The number of workers who are still owed money which employers have failed to pay them under minimum wage laws has more than doubled in the past 12 months, official figures have shown.
A report from the National Audit Office (NAO) found that HM Revenue & Customs has identified £68 million in arrears for more than 313,000 workers since the minimum wage was introduced in April 1999. Some 58,000 workers still have money outstanding in underpaid wages, compared to just 26,000 in 2014-15.
Government needs to reduce the time it takes to investigate complaints and resolve casesAmyas Morse
On 1 April this year, the minimum amount per hour a worker can be paid was increased to £7.20 from £6.75 for workers aged 25 and older after the introduction of the National Living Wage. The National Minimum Wage still applies to those aged 21-24 years old.
The NAO said that in the last financial year, HMRC identified £10.3m in arrears, compared with £3.3m in 2014-15. Unions warned the problem of underpayments was likely to get worse this year with the start of the Living Wage.
The Office for National Statistics reckons there were 209,000 jobs with pay less than the National Minimum Wage held by employees aged 16 and over in April 2015 – 0.8 per cent of UK employee jobs.

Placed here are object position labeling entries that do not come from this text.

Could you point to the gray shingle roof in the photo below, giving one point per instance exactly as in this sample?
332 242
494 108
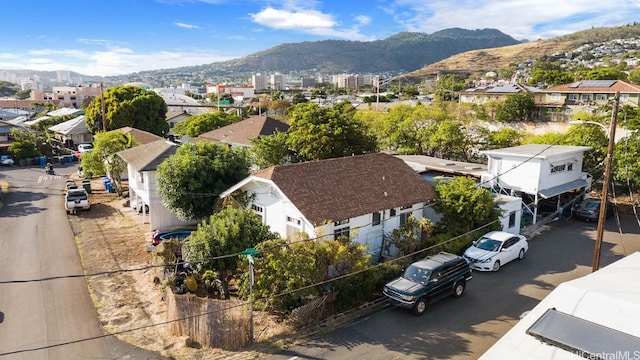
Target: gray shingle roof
147 157
342 188
242 132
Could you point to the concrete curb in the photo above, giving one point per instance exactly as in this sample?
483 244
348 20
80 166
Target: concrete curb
4 188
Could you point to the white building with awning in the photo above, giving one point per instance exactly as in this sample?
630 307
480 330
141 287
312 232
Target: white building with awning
540 170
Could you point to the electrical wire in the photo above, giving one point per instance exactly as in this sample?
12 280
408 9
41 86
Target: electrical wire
238 254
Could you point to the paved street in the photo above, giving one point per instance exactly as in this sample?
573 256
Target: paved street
46 319
465 328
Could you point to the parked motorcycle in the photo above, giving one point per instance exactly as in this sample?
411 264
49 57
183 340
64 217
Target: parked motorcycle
48 168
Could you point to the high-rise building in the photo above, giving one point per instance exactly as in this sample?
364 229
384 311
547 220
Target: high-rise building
260 82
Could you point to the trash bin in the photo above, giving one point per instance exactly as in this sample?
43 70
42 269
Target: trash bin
86 184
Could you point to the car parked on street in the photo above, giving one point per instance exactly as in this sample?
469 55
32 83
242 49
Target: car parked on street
495 249
180 235
76 199
6 160
589 210
429 280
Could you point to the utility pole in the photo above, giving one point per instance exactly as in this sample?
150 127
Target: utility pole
605 184
104 121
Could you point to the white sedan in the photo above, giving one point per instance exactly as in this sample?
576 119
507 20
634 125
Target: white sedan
494 249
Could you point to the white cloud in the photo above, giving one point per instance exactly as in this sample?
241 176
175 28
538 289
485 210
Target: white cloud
109 62
186 26
309 21
519 18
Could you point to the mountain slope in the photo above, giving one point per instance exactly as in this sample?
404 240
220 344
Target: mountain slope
399 53
483 60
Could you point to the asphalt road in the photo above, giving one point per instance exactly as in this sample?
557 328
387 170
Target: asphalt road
465 328
49 319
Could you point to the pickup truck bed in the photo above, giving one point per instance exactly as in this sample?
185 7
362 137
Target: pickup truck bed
76 199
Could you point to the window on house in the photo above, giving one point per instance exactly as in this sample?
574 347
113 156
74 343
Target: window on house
341 233
404 217
341 222
512 219
375 218
257 208
586 97
558 168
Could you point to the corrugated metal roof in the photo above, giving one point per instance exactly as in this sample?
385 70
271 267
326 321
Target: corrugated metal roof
76 125
540 151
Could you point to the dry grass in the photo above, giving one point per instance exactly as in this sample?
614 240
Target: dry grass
113 237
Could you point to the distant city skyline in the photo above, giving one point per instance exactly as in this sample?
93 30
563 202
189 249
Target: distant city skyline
103 38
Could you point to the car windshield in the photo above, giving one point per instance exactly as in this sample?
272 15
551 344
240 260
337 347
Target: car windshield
417 274
589 205
488 244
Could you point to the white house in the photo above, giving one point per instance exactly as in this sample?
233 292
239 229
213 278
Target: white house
142 163
363 196
542 171
593 317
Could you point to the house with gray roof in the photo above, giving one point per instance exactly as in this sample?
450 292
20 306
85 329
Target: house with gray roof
72 132
242 132
363 197
142 164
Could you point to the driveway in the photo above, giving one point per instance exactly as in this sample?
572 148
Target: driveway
465 328
46 311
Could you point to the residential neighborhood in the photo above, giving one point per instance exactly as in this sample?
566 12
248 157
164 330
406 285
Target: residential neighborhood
250 216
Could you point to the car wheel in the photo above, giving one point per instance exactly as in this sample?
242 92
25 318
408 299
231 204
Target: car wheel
496 265
458 289
420 307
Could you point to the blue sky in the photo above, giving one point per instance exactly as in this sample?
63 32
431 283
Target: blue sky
100 37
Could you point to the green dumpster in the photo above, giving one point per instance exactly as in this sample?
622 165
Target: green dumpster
86 184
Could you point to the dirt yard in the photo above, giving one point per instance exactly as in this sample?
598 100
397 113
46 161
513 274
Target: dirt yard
111 237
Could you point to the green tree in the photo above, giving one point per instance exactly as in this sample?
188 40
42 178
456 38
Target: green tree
503 138
448 141
294 269
321 133
199 124
626 167
128 106
298 98
634 76
465 206
23 94
516 107
229 231
270 150
190 181
24 145
103 159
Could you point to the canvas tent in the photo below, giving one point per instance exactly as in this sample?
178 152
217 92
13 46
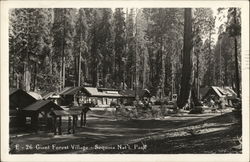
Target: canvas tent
225 94
19 99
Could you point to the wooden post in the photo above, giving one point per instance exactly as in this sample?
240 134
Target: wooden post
69 125
54 125
81 118
74 124
85 119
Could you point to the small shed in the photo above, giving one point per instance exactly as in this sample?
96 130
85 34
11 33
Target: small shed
130 95
142 93
18 99
101 96
225 94
72 120
37 115
70 95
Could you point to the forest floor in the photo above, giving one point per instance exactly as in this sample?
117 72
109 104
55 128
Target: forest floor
105 134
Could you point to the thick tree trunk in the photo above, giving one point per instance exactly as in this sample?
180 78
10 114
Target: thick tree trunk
237 79
186 79
63 52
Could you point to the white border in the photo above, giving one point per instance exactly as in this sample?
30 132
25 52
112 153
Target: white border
5 5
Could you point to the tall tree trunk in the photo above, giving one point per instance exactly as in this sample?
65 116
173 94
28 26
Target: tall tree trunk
35 78
63 52
79 61
186 79
198 79
237 79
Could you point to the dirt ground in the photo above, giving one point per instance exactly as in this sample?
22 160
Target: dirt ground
185 133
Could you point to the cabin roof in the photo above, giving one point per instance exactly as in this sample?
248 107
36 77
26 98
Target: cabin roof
42 104
131 93
94 92
18 98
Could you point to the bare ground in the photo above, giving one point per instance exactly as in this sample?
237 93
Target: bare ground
176 134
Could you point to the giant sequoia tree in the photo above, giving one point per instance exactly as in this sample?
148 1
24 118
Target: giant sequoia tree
187 66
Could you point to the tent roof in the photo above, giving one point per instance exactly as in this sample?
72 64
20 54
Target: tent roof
19 98
65 112
35 95
41 104
94 92
223 91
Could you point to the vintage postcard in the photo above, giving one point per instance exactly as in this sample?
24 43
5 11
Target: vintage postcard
124 81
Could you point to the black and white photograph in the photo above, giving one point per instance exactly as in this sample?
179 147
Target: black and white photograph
126 80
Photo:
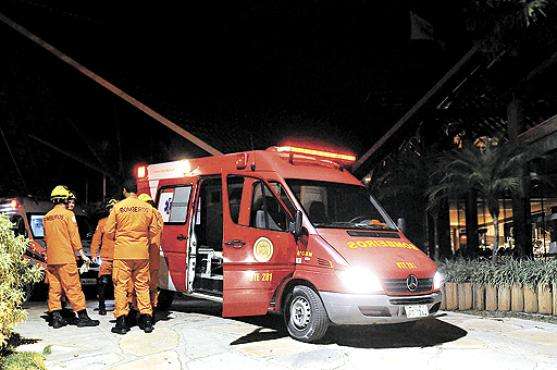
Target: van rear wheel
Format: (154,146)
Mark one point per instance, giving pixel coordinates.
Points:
(305,316)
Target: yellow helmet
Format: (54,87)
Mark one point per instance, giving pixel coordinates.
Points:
(145,198)
(60,192)
(110,203)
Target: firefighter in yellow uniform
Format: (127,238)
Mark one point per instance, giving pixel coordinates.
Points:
(132,226)
(103,246)
(154,252)
(63,241)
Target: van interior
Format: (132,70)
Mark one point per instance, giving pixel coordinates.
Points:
(206,257)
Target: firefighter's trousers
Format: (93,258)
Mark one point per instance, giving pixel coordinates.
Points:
(153,290)
(64,279)
(154,287)
(136,271)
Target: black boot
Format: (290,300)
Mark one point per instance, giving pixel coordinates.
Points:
(57,320)
(84,320)
(120,327)
(146,323)
(100,293)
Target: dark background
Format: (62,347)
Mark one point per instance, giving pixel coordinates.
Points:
(240,75)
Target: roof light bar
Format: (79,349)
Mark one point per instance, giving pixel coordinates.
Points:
(317,153)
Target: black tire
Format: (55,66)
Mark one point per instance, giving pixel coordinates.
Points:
(305,316)
(166,297)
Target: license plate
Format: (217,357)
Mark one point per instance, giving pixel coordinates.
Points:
(419,310)
(88,281)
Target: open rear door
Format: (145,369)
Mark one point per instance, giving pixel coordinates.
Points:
(259,252)
(175,203)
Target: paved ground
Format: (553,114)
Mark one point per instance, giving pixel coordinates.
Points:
(193,336)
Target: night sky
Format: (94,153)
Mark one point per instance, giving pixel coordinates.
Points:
(240,75)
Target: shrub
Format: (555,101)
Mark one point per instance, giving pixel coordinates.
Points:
(15,273)
(505,272)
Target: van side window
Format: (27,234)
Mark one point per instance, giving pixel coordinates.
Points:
(235,188)
(18,225)
(173,203)
(37,226)
(266,211)
(279,189)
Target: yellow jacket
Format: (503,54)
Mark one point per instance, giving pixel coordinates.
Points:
(61,236)
(132,226)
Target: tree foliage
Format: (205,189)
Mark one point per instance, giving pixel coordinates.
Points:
(492,172)
(15,273)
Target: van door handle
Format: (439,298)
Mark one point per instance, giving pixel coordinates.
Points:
(235,243)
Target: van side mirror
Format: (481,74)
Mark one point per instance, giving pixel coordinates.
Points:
(296,225)
(401,224)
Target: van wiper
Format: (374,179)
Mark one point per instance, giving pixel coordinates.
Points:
(334,224)
(353,225)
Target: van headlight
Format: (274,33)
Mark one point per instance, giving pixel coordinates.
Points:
(360,280)
(438,280)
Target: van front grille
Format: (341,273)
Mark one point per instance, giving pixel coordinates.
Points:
(399,286)
(409,301)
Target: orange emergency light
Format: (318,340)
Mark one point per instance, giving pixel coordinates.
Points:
(316,153)
(141,172)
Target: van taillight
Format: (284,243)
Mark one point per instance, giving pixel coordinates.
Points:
(141,172)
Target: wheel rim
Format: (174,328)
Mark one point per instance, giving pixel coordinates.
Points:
(300,312)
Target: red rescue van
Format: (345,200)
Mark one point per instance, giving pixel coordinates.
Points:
(286,230)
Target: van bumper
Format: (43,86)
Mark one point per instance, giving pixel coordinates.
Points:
(366,309)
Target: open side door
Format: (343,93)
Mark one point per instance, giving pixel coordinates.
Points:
(175,200)
(259,251)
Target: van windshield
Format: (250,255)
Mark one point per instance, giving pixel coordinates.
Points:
(335,205)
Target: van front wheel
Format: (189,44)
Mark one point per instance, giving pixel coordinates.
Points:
(305,315)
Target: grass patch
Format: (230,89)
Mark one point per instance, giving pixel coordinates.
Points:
(23,361)
(511,314)
(12,360)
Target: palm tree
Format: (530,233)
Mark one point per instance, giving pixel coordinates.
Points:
(492,171)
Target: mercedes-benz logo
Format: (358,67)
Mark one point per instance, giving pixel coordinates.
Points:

The care sector is particularly hard hit by low wages, with the Low Pay Commission estimating that up 10.6 per cent of care workers may not be paid the National Minimum Wage.
Unite Scottish secretary, Pat Rafferty said: “The figures released today show that bad employers are willing to take the risk that they won’t get caught by exploiting the lowest-paid workers in society. The government must do more to guard against this by taking action against these companies and to recoup all losses for workers, many of which are already low paid.”
He added: “We have seen the devious ways in which some employers have tried to claw back the costs following the introduction of the National Living Wage last month. Workers have lost weekend and holiday pay, subsidised food allowances, reductions in break times and the removal of shift allowances.”
Amyas Morse, head of the National Audit Office, said: “With the implementation of the National Living Wage, it is even more important that the government ensures its compliance programme reflects the changing risks within the labour market, and maintains its progress in ensuring all employers pay the minimum wage. The government also needs to reduce the time it takes to investigate complaints and resolve cases.”
HMRC has significantly reduced the average time taken to investigate complaints about employers’ non-compliance with the National Minimum Wage, but some complainants – around 17 per cent – still have to wait over 240 days to get their cases resolved.
However, the NAO’s analysis of HMRC’s caseload shows 72 per cent of open cases are less than 120 days old compared to 42 per cent in December 2013.
Meg Hillier, chair of the Committee of Public Accounts, said: “The National Minimum Wage and the National Living Wage will only be effective if they are properly enforced and if employers are prevented from coming up with workarounds to exploit workers.”
She added: “I am concerned that over 15 per cent of worker complaints to HMRC are still taking over 240 days to complete, leaving a significant number of workers waiting for wages they are legally owed.”